Por: Winston Morales Chavarro

El coronavirus es el primer llamado de atención que nos hace el planeta en el albor de este milenio. Ya vendrán muchos detrás suyo.

Mientras la especie humana no reconsidere varios puntos de este mortuorio sistema de valores, la naturaleza seguirá reaccionando y respondiendo como sólo ella sabe hacerlo. Toda acción tiene su reacción y toda causa su efecto. Es hora de volver la vista atrás, hora de darle su negado espacio a los animales y al medio ambiente, y que el respeto por toda especie viva sea lo primero en esa nueva escala de valores.

Uno de estos viejos paradigmas por revaluar es el especismo. Ha llegado el momento de comprender que la «supremacía» del hombre sobre los otros seres vivos no es sólo un crimen, sino también un acto de estupidez y egoísmo «civilizado».

La Tierra es un lugar de paso, nada de ella nos pertenece; debe ser respetada y resguardada para quienes vienen siguiendo nuestras sombras. Ni los árboles, ni los ríos, ni los suelos, ni los océanos y mucho menos los animales, son productos de nuestra canasta familiar.

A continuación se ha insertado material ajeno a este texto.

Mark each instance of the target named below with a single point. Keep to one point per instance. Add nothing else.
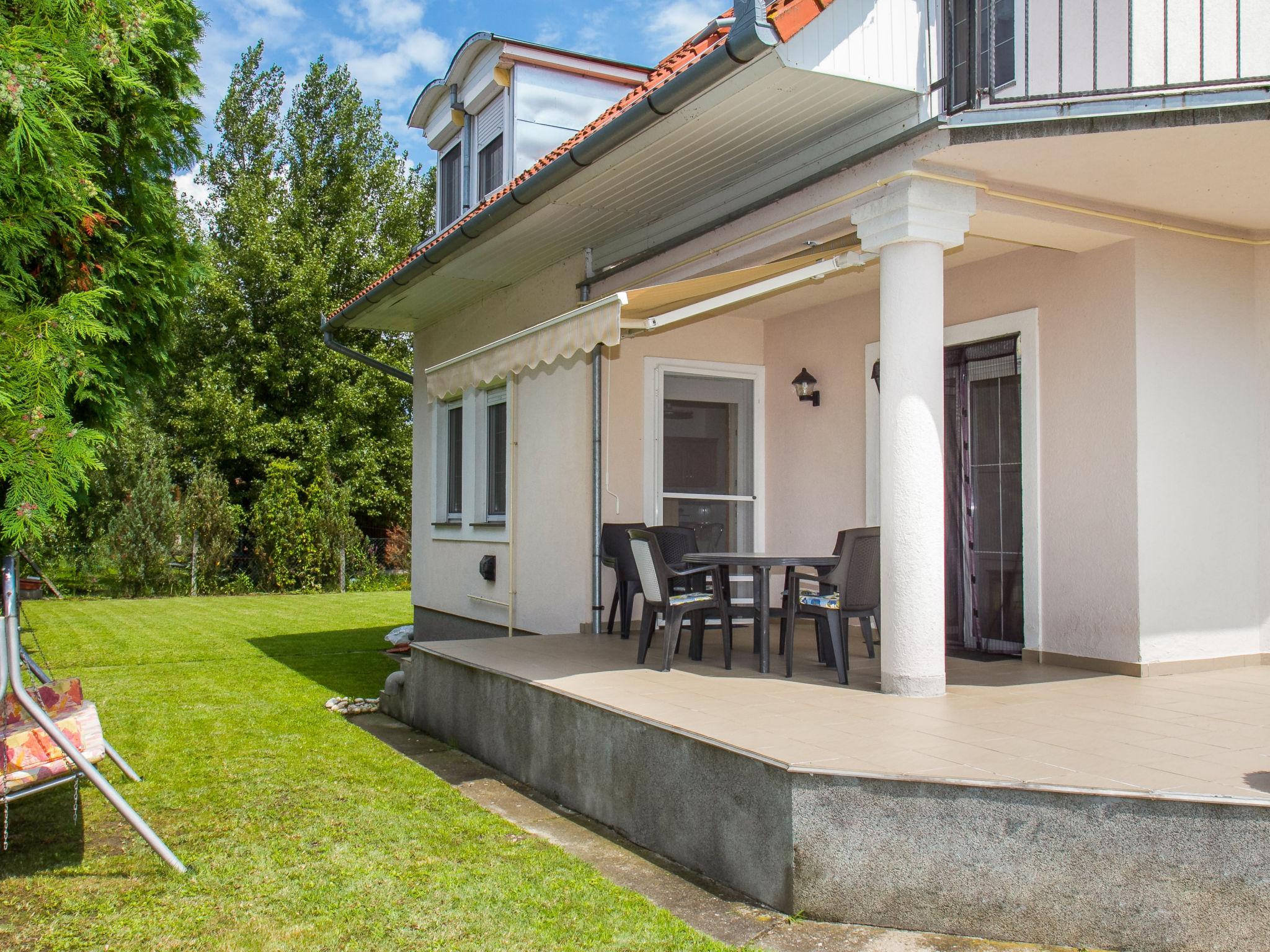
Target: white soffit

La Tierra, nuestro planeta, es nuestro patrimonio común y es un ser vivo, un sujeto pensante con derechos; es un corazón y un pulmón, una arteria y una neurona, un torrente sanguíneo y un leucocito. Somos un apéndice del planeta, pero nos comportamos como el escalpelo que lo desangra y hiere a muerte.

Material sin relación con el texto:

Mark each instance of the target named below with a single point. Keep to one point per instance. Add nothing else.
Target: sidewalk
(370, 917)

Está más que demostrado que el hombre no se alimentará de dinero, de petróleo, de esmeraldas ni de diamantes.

Lo del coronavirus es sólo una señal, un llamado para regresar a la conciencia, al respeto por las leyes universales, al retorno con la unidad divina.

Es ahora o nunca.

Debemos arrepentirnos de cada gota de agua desperdiciada, de cada afluente contaminado desde nuestra fuerza asesina. En la ducha, en el lavamanos, en el sanitario se desangra el mundo. Si la tierra tiembla y llora, cada gota de agua contaminada es una lágrima suya, cada gota una herida que sangra por dentro.

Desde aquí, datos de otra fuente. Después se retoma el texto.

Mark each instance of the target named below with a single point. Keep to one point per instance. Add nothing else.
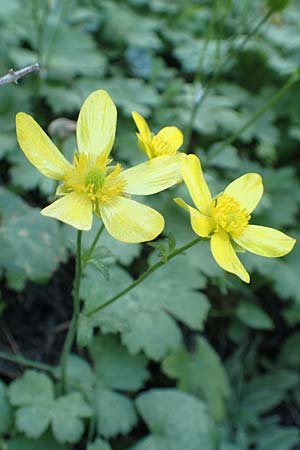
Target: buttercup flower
(91, 183)
(165, 143)
(226, 218)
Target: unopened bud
(277, 5)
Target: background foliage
(193, 358)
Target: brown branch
(13, 76)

Tanta hambre que tiene el ser humano en devorar los recursos naturales no renovables y después no tendrá agua para masticar todo lo que se ha tragado en su voraz apetito.

En este nuevo orden mundial que se avecina, los animales y el medio ambiente deben ser mirados como sujetos y no como objetos. Debemos recuperar esa conexión espiritual con las plantas, con los océanos, con las montañas y con los ríos. Pedir permiso, como hacían los aborígenes y nuestros ancestros, para irrumpir en la tranquilidad y en el equilibrio de la unidad cósmica.

Toda especie de animal debe ser mirada con respeto, no sólo los animales domesticados, sino también aquellos que se esconden por nuestras amenazas de depredadores mayores. Basta ya del asesinato indiscriminado a nuestros recursos naturales, basta ya del maltrato irracional de los animales. El hombre debe parar, debe detenerse, debe frenar su voluntad depredadora y destructora. El planeta sabrá agradecerlo.

El planeta es un sujeto pensante y no un objeto, por eso debemos entrar en correspondencia con la ecología, la biodiversidad, el cambio climático, el desarrollo sostenible, la regeneración de los recursos naturales, el medio ambiente como motor y lugar común de convivencia y encuentro. Es ahora o nunca.